I think you misunderstand. My demonstration uses an external force for simplicity. To illustrate the stabilizing effects of moving the CoM up and down. The results are the same for other sources of body roll as well.

We're very much not talking past one another. I recommend just doing the experiment to convince yourself because as I and Animats note this is a very common thing to do in games. As I said in my last reply just grab a game engine (they're all free to download) and test it yourself!


Driving in a curve (make it infinite if you will: a circular track) your tyres will try to hold you glued to the road, and the centrifugal force ("doesn't actually exist", yadda yadda -- but it works for the purposes of this discussion) will try to push you outwards.

The tyres exert their force at road level, the centrifugal force at the height of the CoM. The CoM usually being above road level, the centrifugal force will tend to tilt the car outwards.

Lower the CoM to exactly road level and there is zero tilting moment; your car might slide outwards if it loses grip, but it will remain upright with no tilt, because the centrifugal force has no vertical leverage relative to the opposing gripping-force of the tyres -- they're opposing each other in the same horizontal plane.

Lower the CoM below the road (magically travelling through the soil without interacting with it), and there is again leverage, only this time with the centrifugal force pushing outwards below where the car is trying to stay attached to your desired trajectory and thus tilting the top of the car inwards, towards the inside of the curve or the center of the track.

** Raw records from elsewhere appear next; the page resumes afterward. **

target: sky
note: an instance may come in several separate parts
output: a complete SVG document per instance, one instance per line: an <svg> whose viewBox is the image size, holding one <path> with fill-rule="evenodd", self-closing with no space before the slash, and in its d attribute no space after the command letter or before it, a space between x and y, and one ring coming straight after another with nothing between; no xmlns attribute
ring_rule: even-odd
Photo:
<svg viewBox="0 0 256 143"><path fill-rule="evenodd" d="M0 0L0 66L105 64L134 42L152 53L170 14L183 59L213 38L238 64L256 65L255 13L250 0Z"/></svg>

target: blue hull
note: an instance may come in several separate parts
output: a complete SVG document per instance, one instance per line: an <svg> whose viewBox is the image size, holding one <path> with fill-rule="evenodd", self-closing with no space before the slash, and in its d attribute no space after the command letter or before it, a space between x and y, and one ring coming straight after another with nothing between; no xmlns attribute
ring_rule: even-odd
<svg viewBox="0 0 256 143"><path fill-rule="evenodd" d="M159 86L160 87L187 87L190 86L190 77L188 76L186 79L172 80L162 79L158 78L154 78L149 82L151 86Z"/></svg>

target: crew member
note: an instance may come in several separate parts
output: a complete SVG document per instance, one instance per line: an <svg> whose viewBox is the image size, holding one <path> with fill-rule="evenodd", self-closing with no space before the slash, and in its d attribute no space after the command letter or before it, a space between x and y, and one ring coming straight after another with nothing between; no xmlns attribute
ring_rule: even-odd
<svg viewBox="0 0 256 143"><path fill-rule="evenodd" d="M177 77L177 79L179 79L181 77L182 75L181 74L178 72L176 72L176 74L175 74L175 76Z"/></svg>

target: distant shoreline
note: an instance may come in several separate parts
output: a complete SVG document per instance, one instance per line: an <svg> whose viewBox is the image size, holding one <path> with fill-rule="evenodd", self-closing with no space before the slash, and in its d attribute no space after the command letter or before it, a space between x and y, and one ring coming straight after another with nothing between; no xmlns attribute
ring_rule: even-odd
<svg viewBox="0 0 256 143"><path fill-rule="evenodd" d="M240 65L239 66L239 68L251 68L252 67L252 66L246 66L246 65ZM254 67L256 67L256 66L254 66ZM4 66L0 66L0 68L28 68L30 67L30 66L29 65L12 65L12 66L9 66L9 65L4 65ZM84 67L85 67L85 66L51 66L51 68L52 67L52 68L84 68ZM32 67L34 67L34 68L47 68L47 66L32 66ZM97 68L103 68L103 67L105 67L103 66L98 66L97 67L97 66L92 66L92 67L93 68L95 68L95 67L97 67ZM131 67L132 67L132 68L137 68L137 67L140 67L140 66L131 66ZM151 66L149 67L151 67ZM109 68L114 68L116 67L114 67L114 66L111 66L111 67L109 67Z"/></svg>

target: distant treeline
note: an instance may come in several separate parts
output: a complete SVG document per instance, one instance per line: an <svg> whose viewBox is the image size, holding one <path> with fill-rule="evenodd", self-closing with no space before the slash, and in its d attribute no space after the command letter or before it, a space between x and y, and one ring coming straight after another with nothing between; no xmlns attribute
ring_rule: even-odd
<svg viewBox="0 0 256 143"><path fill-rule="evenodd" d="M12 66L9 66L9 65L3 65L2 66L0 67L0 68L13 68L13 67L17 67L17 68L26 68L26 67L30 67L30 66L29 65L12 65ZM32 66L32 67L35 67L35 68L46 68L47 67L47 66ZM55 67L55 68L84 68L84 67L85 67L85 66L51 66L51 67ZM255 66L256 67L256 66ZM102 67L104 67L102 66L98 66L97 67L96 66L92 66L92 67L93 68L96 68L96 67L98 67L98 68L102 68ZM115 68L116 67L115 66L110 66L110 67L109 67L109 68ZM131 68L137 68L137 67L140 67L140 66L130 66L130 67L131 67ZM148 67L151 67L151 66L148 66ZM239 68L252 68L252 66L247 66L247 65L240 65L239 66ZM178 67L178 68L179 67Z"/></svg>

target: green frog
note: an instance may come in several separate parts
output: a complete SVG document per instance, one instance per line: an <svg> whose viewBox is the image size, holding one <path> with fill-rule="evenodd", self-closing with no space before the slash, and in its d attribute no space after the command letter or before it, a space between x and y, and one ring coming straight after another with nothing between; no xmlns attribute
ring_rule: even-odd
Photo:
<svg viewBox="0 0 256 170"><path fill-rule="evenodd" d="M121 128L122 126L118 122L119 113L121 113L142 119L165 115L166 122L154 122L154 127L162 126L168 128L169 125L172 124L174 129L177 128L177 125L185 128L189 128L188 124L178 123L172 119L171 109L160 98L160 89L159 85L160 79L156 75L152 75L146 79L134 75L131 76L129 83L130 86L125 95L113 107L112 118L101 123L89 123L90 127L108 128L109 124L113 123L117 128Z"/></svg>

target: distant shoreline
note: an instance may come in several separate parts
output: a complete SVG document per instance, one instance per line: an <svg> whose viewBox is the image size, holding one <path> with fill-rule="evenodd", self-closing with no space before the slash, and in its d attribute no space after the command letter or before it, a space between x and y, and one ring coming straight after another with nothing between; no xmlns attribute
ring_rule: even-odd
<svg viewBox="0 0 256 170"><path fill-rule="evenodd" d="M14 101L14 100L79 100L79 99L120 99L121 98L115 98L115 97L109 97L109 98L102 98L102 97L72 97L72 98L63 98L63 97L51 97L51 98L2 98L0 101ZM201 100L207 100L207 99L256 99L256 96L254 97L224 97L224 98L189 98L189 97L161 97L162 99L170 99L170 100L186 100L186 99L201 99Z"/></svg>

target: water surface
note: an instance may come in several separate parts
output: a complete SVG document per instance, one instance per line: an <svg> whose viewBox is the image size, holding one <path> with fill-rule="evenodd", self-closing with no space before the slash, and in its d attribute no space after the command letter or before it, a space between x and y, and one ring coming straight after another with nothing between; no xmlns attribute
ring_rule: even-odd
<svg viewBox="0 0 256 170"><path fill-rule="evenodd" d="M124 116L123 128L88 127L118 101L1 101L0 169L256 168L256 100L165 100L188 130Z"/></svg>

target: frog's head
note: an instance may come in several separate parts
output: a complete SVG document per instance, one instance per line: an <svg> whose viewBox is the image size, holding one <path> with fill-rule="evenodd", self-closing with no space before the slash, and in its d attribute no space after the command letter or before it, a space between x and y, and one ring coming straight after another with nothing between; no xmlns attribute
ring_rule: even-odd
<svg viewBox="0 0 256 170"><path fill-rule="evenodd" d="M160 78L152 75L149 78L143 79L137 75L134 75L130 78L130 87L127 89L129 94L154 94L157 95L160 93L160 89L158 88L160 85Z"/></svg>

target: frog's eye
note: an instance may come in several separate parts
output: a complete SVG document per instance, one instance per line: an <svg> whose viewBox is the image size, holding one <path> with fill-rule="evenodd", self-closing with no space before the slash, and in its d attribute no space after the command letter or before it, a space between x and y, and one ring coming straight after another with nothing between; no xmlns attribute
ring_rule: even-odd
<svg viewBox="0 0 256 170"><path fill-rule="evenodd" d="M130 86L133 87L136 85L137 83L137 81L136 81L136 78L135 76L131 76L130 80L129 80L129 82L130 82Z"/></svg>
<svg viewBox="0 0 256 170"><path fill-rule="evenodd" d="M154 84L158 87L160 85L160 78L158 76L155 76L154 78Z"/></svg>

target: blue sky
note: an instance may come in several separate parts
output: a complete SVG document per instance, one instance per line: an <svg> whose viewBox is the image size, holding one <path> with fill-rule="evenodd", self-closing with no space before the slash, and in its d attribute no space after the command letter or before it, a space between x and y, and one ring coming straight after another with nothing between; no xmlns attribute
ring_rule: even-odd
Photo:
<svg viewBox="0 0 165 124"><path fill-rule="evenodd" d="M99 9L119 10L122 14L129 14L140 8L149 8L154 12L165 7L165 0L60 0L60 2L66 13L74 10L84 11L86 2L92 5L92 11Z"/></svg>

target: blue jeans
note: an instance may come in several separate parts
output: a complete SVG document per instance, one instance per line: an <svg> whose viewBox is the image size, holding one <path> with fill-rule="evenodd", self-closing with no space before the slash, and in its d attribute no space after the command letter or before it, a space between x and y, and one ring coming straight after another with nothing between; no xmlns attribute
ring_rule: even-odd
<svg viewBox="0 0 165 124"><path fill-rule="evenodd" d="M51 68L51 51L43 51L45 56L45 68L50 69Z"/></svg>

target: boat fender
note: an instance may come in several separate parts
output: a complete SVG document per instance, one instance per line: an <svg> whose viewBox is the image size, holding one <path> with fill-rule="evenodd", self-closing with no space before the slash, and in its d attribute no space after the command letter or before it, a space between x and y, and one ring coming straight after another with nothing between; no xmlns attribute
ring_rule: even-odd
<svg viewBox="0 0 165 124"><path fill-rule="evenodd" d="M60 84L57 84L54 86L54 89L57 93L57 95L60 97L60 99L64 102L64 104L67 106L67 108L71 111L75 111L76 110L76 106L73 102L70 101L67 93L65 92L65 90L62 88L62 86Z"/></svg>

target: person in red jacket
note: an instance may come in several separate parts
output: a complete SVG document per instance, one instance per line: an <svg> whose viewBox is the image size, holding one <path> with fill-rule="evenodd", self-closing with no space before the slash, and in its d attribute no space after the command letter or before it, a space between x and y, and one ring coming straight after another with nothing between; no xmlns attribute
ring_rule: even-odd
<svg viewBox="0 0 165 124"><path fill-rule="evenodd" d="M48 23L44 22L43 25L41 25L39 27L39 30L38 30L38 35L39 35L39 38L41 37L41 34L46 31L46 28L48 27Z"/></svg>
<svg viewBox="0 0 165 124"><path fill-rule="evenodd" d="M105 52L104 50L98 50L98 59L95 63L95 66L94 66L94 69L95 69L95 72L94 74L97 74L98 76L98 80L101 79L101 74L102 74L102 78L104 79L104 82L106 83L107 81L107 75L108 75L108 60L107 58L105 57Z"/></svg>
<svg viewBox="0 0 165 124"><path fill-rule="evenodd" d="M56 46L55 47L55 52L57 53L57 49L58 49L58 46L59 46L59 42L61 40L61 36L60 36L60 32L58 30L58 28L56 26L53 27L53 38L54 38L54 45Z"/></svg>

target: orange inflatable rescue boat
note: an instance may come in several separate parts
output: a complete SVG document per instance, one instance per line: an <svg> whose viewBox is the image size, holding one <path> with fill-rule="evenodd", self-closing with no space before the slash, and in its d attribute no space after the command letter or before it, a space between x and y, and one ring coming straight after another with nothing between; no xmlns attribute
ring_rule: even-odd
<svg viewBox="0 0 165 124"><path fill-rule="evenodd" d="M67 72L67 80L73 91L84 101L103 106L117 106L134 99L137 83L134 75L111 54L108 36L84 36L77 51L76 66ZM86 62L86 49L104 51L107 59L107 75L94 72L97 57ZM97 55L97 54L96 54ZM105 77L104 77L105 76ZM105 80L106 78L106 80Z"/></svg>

:: Moving the CoM down has a stabilizing effect down to road level, but if you go lower than that it starts destabilizing again, only applying its rolling force in the opposite direction.


I'm sure we all agree that a lower CG is always more "stabilizing" in the sense of righting a car that is not already flat on the ground. But that's not what snovv_crash and I were talking about - we were talking about plausible handling characteristics. A CG below the ground will produce vehicle rolling motions opposite to real life. The outer wheels will lift in a tight turn, and the car will rear up when braking instead of pitching down.

There are only two forces involved - inertial forces which act on the CG, and friction forces which act at ground level. Swap the order, and you swap the direction of the torque.